One step, and her skin disintegrated into dust. She opened her mouth to scream at him, but her muscles unraveled to smoke, the bones beneath crumbled to ash, the blood to powder.

Then it was over. What looked like a dead tree in the vague shape of half a woman stretched out its lone, clawed hand toward him, the bench tumbling harmlessly to the ground beside her.

Sebastian lowered his arm, his scars pulsing with pain for a moment, before it faded.

It was over. Victoria was dead, and the final Book in his hand.

Ves lay unmoving in a welter of blood.

“Oh fuck.” He ran to Ves, dropping onto the ground at his side. “Ves? Ves! Talk to me.”
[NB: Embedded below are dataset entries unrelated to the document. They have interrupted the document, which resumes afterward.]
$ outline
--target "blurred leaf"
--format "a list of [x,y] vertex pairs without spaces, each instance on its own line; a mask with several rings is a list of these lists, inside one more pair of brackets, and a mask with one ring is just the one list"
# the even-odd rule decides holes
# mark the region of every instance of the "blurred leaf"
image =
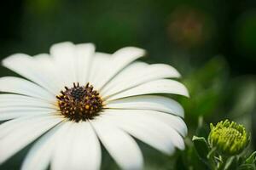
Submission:
[[246,160],[246,163],[248,164],[256,163],[256,151],[251,154],[251,156]]
[[208,164],[207,155],[209,152],[208,144],[205,138],[193,136],[192,141],[194,143],[194,146],[197,151],[199,157],[206,164]]
[[239,167],[239,170],[255,170],[256,167],[254,164],[244,164]]
[[231,156],[226,162],[224,166],[224,170],[235,170],[237,167],[237,160],[236,156]]

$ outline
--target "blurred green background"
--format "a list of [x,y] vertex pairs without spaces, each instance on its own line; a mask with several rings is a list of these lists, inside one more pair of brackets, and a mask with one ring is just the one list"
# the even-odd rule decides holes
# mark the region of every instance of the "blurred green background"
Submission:
[[[188,149],[171,159],[141,144],[146,169],[193,167],[196,161],[184,158],[189,139],[206,136],[209,122],[225,118],[243,123],[250,150],[256,148],[255,0],[10,0],[1,3],[0,23],[1,60],[45,53],[62,41],[92,42],[108,53],[137,46],[148,51],[145,61],[177,68],[191,96],[177,97],[186,110]],[[6,75],[14,73],[1,68]],[[17,168],[26,150],[0,169]],[[116,168],[105,157],[102,168]]]

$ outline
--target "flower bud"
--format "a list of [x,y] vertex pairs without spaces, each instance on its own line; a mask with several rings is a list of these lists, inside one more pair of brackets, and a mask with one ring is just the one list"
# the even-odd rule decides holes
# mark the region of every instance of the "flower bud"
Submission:
[[225,120],[217,123],[215,127],[211,123],[210,128],[208,142],[211,147],[215,147],[221,154],[240,154],[249,143],[245,128],[236,122]]

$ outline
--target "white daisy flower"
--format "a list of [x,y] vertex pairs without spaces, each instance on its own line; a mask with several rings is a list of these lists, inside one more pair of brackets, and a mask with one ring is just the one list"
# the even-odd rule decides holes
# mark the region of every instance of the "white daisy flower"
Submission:
[[36,139],[21,169],[99,169],[100,142],[122,169],[143,168],[134,138],[168,155],[184,149],[183,107],[158,94],[188,91],[169,79],[180,76],[173,67],[135,61],[144,54],[62,42],[49,54],[5,59],[26,79],[0,78],[0,164]]

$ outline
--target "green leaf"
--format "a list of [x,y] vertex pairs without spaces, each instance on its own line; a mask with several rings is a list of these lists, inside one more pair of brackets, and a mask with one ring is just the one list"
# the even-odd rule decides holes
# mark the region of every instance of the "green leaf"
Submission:
[[255,164],[256,163],[256,151],[251,154],[251,156],[246,160],[247,164]]
[[193,136],[193,143],[197,155],[205,163],[208,164],[207,155],[209,152],[209,146],[205,138]]
[[255,170],[256,167],[254,164],[243,164],[239,167],[238,170]]
[[234,169],[236,169],[237,167],[238,166],[237,166],[236,157],[236,156],[231,156],[227,160],[224,169],[224,170],[234,170]]

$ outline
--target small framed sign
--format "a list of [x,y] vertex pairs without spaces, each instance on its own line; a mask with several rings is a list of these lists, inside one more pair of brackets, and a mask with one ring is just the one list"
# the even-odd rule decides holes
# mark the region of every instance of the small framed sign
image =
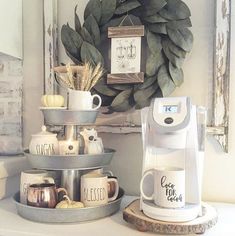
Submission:
[[144,82],[144,72],[141,72],[143,36],[143,25],[108,28],[108,38],[111,38],[111,73],[107,77],[108,84]]

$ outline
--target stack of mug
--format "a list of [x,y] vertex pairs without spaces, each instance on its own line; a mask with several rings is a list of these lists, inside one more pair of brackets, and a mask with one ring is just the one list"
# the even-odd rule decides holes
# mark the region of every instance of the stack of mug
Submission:
[[144,173],[140,182],[143,199],[156,207],[182,208],[185,206],[185,170],[178,167],[159,167]]
[[[65,188],[58,188],[55,179],[45,170],[26,170],[21,172],[20,202],[33,207],[55,208],[68,198]],[[90,171],[81,177],[80,207],[100,206],[118,197],[119,185],[111,172],[103,169]],[[59,198],[59,195],[62,195]]]

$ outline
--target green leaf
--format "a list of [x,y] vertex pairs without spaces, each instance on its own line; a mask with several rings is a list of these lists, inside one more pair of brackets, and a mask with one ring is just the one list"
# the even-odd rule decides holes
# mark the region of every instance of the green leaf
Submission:
[[67,54],[67,56],[68,56],[76,65],[81,64],[80,54],[77,54],[77,56],[74,57],[74,56],[73,56],[72,54],[70,54],[67,50],[65,50],[65,53]]
[[97,65],[98,63],[104,64],[104,58],[98,49],[85,41],[81,47],[81,59],[84,63],[90,62],[93,65]]
[[100,45],[100,29],[93,15],[89,15],[85,22],[84,27],[90,33],[96,46]]
[[158,72],[158,84],[164,97],[167,97],[175,90],[175,84],[165,65],[162,65]]
[[167,29],[167,33],[171,41],[182,48],[186,52],[190,52],[193,46],[193,34],[187,28],[183,29]]
[[128,0],[121,3],[121,5],[116,9],[115,14],[122,15],[140,6],[141,4],[137,0]]
[[152,10],[154,13],[159,12],[167,2],[165,0],[144,0],[144,6],[146,10]]
[[147,43],[149,50],[152,54],[159,53],[162,50],[161,37],[157,34],[153,34],[149,30],[147,31]]
[[177,57],[174,53],[169,50],[168,41],[162,41],[162,48],[164,51],[165,56],[173,63],[176,67],[181,68],[184,62],[183,58]]
[[90,33],[88,32],[88,30],[84,26],[81,29],[81,36],[82,36],[84,41],[94,45],[94,41],[93,41]]
[[95,17],[97,23],[100,22],[101,18],[101,2],[100,0],[90,0],[84,11],[84,20],[87,19],[90,15]]
[[157,76],[147,77],[145,78],[145,81],[143,84],[138,85],[136,88],[138,90],[140,89],[146,89],[147,87],[151,86],[154,82],[157,81]]
[[148,28],[151,32],[154,32],[154,33],[167,34],[166,23],[150,24],[148,25]]
[[149,23],[165,23],[168,22],[166,19],[162,18],[159,14],[155,14],[152,16],[146,16],[143,18],[145,21]]
[[186,18],[184,20],[173,20],[167,23],[167,27],[171,29],[187,28],[192,27],[192,22],[190,18]]
[[78,5],[76,5],[76,7],[74,9],[74,19],[75,19],[74,25],[75,25],[75,30],[79,33],[80,29],[81,29],[81,22],[79,20],[78,14],[77,14],[77,7],[78,7]]
[[184,72],[169,62],[169,72],[175,85],[179,87],[184,82]]
[[145,89],[137,90],[134,93],[135,102],[140,103],[141,101],[150,98],[156,92],[157,89],[158,89],[158,83],[154,83]]
[[146,74],[147,76],[151,77],[154,76],[159,67],[164,63],[164,58],[162,53],[157,53],[157,54],[150,54],[147,58],[146,62]]
[[177,57],[181,57],[181,58],[186,57],[186,52],[183,49],[176,46],[171,40],[169,40],[169,39],[165,39],[165,40],[167,41],[169,50],[173,54],[175,54]]
[[108,97],[114,97],[119,93],[119,91],[113,90],[113,89],[109,88],[107,85],[99,84],[99,83],[95,85],[95,90],[99,94],[102,94],[102,95],[105,95]]
[[100,25],[107,23],[116,10],[116,0],[102,0]]
[[132,89],[128,89],[119,93],[113,100],[111,104],[111,110],[117,112],[125,112],[131,109],[132,104],[130,102],[130,97],[132,94]]
[[181,0],[168,0],[159,14],[168,20],[181,20],[191,16],[188,6]]
[[80,53],[80,48],[83,43],[82,37],[69,25],[63,25],[61,29],[61,41],[65,50],[73,57],[77,57]]
[[107,32],[109,27],[119,26],[125,17],[126,16],[121,16],[110,20],[108,23],[101,27],[101,32]]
He rolled Ves over onto his back. Half-healed wounds showed where Victoria had clawed open his face, the muscle still visible in places. Worse by far was the terrible hole in his abdomen, the gash on his head that peeled back the skin and exposed skull beneath.

He was breathing…but it was too faint. Too shallow.

“Ves?” Sebastian bent over him, blinking back tears. “Wake up, angel. I know you can heal from this, so wake up.”

Nothing. No movement, except for the breath coming ever more slowly.

“No. No, it can’t end like this.” Sebastian reached for his power—surely the Books could do something, could help him now.